# Tripod head advice



## joaopedroglm (Oct 11, 2013)

Hello Guys,

So i m buying the manfrotto 055cxpro3 tripod , and i need some advice on the head. At this moment i`m between these 2:
1. Manfrotto 054 Magnesium Ball Head with Q2 Quick Release
2. Vanguard BBH-200

Any experiences, advices or thoughts?

Thanks


----------



## J.R. (Oct 11, 2013)

I'd suggest you don't get a manfrotto head. It is better to get an Arca-Swiss plate compatible head.


----------



## neuroanatomist (Oct 11, 2013)

J.R. said:


> I'd suggest you don't get a manfrotto head. It is better to get an Arca-Swiss plate compatible head.
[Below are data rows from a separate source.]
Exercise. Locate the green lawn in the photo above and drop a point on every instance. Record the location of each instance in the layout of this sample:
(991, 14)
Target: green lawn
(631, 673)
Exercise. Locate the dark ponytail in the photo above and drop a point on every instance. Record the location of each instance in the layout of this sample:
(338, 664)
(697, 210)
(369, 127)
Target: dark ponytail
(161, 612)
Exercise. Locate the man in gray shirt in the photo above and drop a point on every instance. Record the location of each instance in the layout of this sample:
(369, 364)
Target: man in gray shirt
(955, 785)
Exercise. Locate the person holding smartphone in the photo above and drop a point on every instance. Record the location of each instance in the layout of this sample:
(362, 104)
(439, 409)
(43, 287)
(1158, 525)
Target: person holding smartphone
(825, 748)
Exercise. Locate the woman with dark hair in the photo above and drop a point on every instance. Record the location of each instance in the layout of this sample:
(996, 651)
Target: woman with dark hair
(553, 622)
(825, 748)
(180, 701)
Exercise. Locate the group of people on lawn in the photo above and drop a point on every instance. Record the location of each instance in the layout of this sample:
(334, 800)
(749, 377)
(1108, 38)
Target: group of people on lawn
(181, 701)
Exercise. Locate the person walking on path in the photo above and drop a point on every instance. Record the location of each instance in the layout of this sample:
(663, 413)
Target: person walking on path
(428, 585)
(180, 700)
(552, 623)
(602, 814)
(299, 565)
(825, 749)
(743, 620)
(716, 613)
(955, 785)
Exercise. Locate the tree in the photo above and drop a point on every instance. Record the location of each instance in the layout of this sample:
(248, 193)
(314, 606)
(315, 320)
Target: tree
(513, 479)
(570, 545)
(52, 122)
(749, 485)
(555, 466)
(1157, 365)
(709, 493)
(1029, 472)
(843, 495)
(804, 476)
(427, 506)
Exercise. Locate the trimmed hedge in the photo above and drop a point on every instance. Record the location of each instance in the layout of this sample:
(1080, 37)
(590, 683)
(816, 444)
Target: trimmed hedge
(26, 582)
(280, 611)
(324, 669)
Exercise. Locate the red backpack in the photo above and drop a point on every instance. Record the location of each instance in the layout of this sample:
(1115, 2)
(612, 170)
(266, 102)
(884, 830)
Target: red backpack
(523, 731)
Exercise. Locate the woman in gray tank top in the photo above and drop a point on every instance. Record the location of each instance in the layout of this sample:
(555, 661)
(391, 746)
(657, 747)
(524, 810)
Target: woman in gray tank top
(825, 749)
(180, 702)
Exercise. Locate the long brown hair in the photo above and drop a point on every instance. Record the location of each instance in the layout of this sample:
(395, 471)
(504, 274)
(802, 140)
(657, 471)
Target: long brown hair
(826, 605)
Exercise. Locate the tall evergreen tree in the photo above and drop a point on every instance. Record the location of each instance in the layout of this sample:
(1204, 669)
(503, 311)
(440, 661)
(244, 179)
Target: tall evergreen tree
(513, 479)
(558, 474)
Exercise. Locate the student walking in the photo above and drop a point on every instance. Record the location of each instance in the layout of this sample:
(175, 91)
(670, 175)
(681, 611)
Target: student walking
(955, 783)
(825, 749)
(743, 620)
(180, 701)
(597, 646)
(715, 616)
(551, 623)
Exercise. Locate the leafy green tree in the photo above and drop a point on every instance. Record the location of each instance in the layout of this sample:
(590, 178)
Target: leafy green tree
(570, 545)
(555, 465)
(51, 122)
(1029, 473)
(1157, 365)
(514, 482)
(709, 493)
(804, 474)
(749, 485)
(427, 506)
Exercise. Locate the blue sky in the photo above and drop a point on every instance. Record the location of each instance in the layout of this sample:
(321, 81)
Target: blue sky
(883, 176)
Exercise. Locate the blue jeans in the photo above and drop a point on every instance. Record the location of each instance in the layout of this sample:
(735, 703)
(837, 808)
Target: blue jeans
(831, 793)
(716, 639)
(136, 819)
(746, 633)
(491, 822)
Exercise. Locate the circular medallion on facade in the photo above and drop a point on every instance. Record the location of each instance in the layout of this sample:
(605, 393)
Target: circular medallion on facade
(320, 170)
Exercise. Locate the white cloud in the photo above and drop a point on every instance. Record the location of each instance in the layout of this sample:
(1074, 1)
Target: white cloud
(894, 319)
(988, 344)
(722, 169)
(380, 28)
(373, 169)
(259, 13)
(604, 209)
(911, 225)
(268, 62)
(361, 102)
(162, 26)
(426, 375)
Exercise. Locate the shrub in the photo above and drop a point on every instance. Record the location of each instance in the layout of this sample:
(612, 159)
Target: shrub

+1 - and even though Manfrotto now has a 'AS compatible' head it's really not (their plate fits in other AS clamps, but normal AS plates don't fit in their clamp). 

I'd recommend looking at the Really Right Stuff BH-40 or the Kirk BH-3.


----------



## mackguyver (Oct 11, 2013)

neuroanatomist said:


> J.R. said:
> 
> 
> > I'd suggest you don't get a manfrotto head. It is better to get an Arca-Swiss plate compatible head.
> ...


+2, it's a costly mistake to go with Manfrotto first, then realize you need Arca Swiss later. After selling my Manfrotto heads and plates, I lost $400-600. Painful. I will say that their hydrostatic heads are awesome and in retrospect, I wish I'd kept mine and retrofitted it with a RRS clamp. My RRS BH-55 is great, but it's not that much better than the 486RC2 and I miss some things about the Manfrotto.


----------